What the research found
Using their human-like liver cell system, the researchers screened about 130,000 compounds from the South Carolina Compound Collection. A specific group of molecules stood out: they sharply reduced the release of ApoB, along with cholesterol and triglyceride levels.
According to Stephen Duncan, D.Phil., who led the study, their approach is "the original way of doing pharmacology—trying to find drugs that can fix the disease without knowing how it fixes it." He explained that by modeling the disease first, researchers can screen drugs to find which ones work, then figure out retrospectively how the drug functions.
When the team tested these compounds in regular mice, they didn't see much effect. But that wasn't because the compounds failed—it was because mouse livers just don't respond the same way human livers do.
So the researchers used specially engineered "Avatar" mice that carry human liver cells. In these humanized mice, the compounds worked exactly as hoped, lowering lipid levels in a way that mirrors human biology.
The follow-up research looks promising
The team continued their work in a 2026 study published in microPublication Biology, examining how their lead compound (called DL-1) affects liver cells at the genetic level.
Using RNA sequencing, they found that DL-1 caused relatively limited changes in gene activity—only 182 genes were significantly affected. More importantly, the genes that decreased didn't cluster into any major biological pathway, suggesting the compound doesn't broadly disrupt normal liver function.
The researchers also noticed an uptick in metallothionein genes, which help protect cells from stress. This finding supports the idea that DL-1 doesn't work by shutting down the apoB gene itself—instead, it likely interferes with how the protein gets processed and released.
What this means for you
Let's be clear: these compounds aren't available as treatments yet. There's still work to be done to understand exactly how they function at a molecular level and to confirm their long-term safety. Researchers are also exploring how they might work alongside existing therapies.

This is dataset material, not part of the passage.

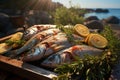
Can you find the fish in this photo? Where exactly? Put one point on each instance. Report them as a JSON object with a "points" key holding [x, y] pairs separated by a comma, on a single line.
{"points": [[47, 47], [69, 55], [36, 29], [6, 45], [33, 41]]}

But the bigger picture is exciting. According to Duncan, this research demonstrates "a very feasible way to do drug discovery using a human system"—which could speed up how we find treatments that actually work in real people, not just lab animals.
The takeaway
For most of us, the current playbook for managing cholesterol—lifestyle changes, statins when needed, regular check-ins with your doctor—remains the right approach.
But for people with familial hypercholesterolemia, especially those with severe forms where traditional treatments don't cut it, this research offers real hope. By targeting cholesterol production at its source rather than relying on a cleanup system that may be broken, scientists are opening up a new path forward.